Experimental Results
LangToMo was evaluated on 15 tasks across simulated (MetaWorld (Krause et al., 2019)) and real-world (xArm tabletop) environments.
- MetaWorld: Both LTM-H (hand-crafted System 1) and LTM-S (learned System 1) achieved strong overall success rates (52.1% and 53.6%, respectively), outperforming several baselines including BC variants, UniPi, and AVDC variants (Ko et al., 2023) (see Table 1). This highlights the effectiveness of the learned pixel motion representation and the hierarchical structure.
- Real-World: LangToMo (LTM-H) demonstrated strong performance on 4 challenging tabletop tasks (see Table 2, Table 3). It outperformed state-of-the-art methods like RT-2 (Brohan et al., 2023) and LLaRA (Li et al., 28 Jun 2024), notably without requiring action trajectory labels during training for System 2. The authors also showed that training System 2 on human demonstrations (not just robot ones) is beneficial (see Table 4 in Appendix).
- Ablations: Studies confirmed the importance of all System 2 inputs (image, language, previous flow). Replacing the diffusion model or altering the conditioning strategy significantly reduced performance. Running System 1 at the same frequency as System 2 or bypassing the intermediate motion representation (training System 1 directly) also led to worse results, validating the hierarchical and two-stage design choices (see Table 5).
Limitations
The paper identifies several practical limitations:
- System 1 Cost: Developing or collecting data for task-specific System 1 mappings (either learned or hand-crafted) can still be costly for each new downstream task.

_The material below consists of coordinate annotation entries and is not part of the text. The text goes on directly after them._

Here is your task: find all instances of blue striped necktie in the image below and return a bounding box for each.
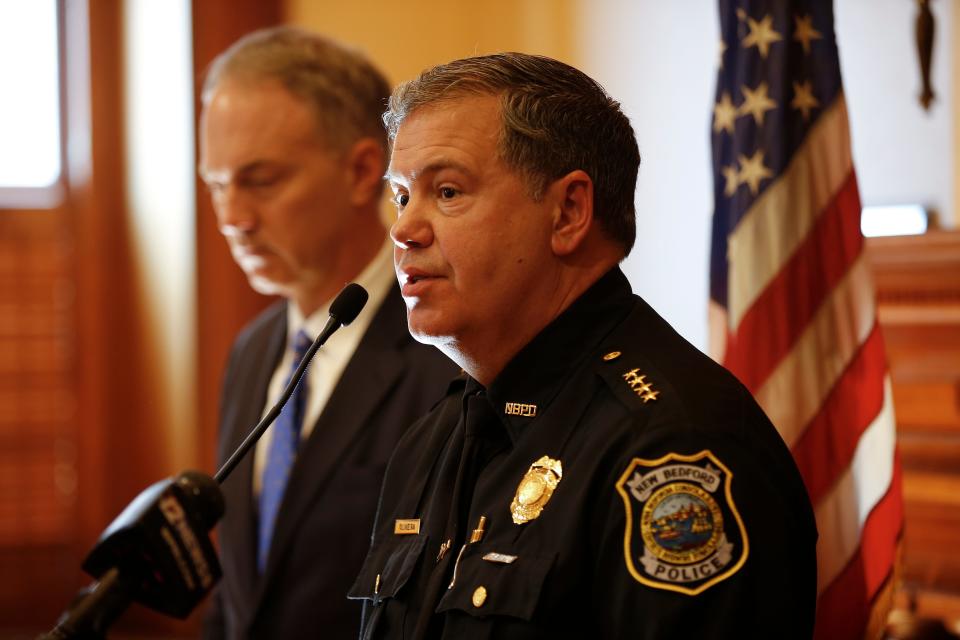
[257,331,313,573]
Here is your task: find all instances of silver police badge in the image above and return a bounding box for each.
[616,450,749,596]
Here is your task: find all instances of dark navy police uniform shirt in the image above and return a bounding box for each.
[350,269,817,640]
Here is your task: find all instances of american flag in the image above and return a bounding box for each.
[710,0,902,639]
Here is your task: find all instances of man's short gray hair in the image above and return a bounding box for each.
[201,26,390,154]
[383,53,640,255]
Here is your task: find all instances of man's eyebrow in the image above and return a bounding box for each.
[383,158,470,183]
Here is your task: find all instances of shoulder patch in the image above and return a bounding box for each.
[616,450,749,596]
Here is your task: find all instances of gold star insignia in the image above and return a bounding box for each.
[790,80,820,120]
[720,165,740,196]
[713,91,737,133]
[743,14,783,59]
[739,82,777,125]
[740,150,773,195]
[793,15,823,54]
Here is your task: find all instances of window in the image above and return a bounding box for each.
[0,0,63,209]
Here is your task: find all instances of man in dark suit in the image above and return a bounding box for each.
[200,27,455,638]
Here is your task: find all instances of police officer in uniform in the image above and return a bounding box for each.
[350,53,817,639]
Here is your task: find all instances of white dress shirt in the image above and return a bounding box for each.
[251,238,396,496]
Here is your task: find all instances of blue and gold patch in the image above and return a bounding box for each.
[616,450,749,596]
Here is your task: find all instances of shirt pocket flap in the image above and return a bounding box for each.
[437,545,553,620]
[347,535,427,604]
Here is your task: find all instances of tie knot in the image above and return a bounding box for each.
[291,329,313,362]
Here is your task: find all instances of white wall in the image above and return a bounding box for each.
[575,0,956,350]
[124,0,197,469]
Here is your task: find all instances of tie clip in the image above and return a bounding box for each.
[483,553,517,564]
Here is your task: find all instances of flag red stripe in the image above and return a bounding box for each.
[724,171,863,392]
[814,459,903,640]
[792,325,886,504]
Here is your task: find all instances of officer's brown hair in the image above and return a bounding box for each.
[383,53,640,255]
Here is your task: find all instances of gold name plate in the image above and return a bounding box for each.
[393,518,420,536]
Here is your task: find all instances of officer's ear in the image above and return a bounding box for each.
[344,138,386,207]
[546,169,593,256]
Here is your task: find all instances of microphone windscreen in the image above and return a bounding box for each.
[174,471,224,531]
[330,282,369,326]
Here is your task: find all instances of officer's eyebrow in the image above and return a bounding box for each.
[383,158,471,184]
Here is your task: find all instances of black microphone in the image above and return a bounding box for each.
[39,283,368,640]
[39,471,224,640]
[213,282,369,484]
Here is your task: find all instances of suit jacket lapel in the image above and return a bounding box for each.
[260,285,411,590]
[224,305,287,616]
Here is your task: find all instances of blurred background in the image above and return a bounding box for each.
[0,0,960,638]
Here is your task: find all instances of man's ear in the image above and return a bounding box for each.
[344,138,386,207]
[549,169,593,256]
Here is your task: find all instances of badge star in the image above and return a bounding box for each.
[720,165,740,196]
[793,15,823,55]
[740,150,773,195]
[739,82,777,125]
[743,14,783,59]
[713,91,737,134]
[790,80,820,120]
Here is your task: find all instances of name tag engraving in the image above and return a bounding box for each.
[393,518,420,536]
[504,402,537,418]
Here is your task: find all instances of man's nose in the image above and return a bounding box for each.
[390,199,433,249]
[212,185,257,236]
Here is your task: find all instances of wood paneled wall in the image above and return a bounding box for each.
[867,231,960,622]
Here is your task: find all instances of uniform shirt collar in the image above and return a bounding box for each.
[472,267,634,442]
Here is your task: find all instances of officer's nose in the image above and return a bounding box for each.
[211,184,257,237]
[390,199,434,249]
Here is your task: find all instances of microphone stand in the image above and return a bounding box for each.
[37,283,367,640]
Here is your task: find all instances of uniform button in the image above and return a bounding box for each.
[472,587,487,607]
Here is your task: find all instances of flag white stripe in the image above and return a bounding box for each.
[727,99,853,332]
[755,253,876,447]
[815,376,896,594]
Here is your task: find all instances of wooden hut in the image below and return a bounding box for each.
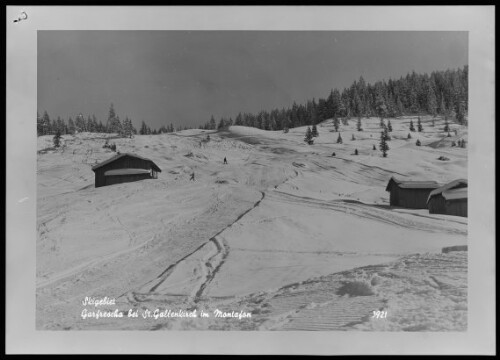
[427,179,467,217]
[92,153,161,187]
[385,177,440,209]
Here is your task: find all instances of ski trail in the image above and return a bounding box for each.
[123,191,265,303]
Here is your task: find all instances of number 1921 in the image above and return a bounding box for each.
[372,310,387,319]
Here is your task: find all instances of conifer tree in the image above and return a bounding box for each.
[52,129,61,148]
[379,131,389,157]
[443,116,450,132]
[384,126,391,141]
[304,126,313,145]
[311,125,319,137]
[209,115,217,130]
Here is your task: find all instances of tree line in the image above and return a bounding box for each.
[36,104,188,137]
[37,65,468,136]
[200,65,468,130]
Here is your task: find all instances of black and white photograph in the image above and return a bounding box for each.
[7,7,494,353]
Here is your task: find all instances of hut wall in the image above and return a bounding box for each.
[397,188,432,209]
[445,199,467,217]
[95,156,151,187]
[106,174,151,185]
[390,185,399,206]
[429,195,446,214]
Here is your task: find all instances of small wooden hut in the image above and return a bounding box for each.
[92,153,161,187]
[427,179,467,217]
[385,177,440,209]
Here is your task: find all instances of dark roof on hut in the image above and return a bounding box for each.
[385,176,440,191]
[92,153,161,172]
[104,169,150,176]
[427,179,467,202]
[443,188,467,200]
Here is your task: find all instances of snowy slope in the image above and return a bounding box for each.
[37,117,467,330]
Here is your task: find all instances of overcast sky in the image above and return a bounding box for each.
[37,31,468,128]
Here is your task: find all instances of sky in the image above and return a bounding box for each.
[37,30,468,128]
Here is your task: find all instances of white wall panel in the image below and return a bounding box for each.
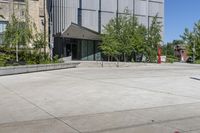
[150,0,164,2]
[66,0,79,8]
[82,0,99,10]
[135,0,147,15]
[137,16,148,27]
[101,0,117,12]
[82,10,98,31]
[119,0,133,13]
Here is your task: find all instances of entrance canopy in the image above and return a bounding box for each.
[62,23,101,40]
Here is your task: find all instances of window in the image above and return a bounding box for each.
[0,21,7,34]
[0,21,8,44]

- 2D Representation: The pixel motion representation is currently 2D and lacks depth information, limiting its applicability to tasks requiring precise 3D reasoning.
- Inference Speed: Diffusion models are computationally expensive at inference time, which might restrict deployment in resource-constrained environments.
- Ego Motion: System 2 training currently assumes fixed-camera videos without ego motion, limiting scalability to arbitrary video data.
Conclusion
LangToMo effectively bridges language, vision, and action by forecasting universal pixel motion representations from video-caption data using diffusion models (System 2) and translating these motions into actions via task-specific mappings (System 1). The framework demonstrates strong performance across various tasks and environments, highlighting the potential of universal, interpretable motion representations for scalable and generalizable robot learning without relying on expensive action trajectory supervision for the core motion generation module. Future work includes addressing the limitations regarding task-specific mappings, 3D representation, computational efficiency, and ego motion handling.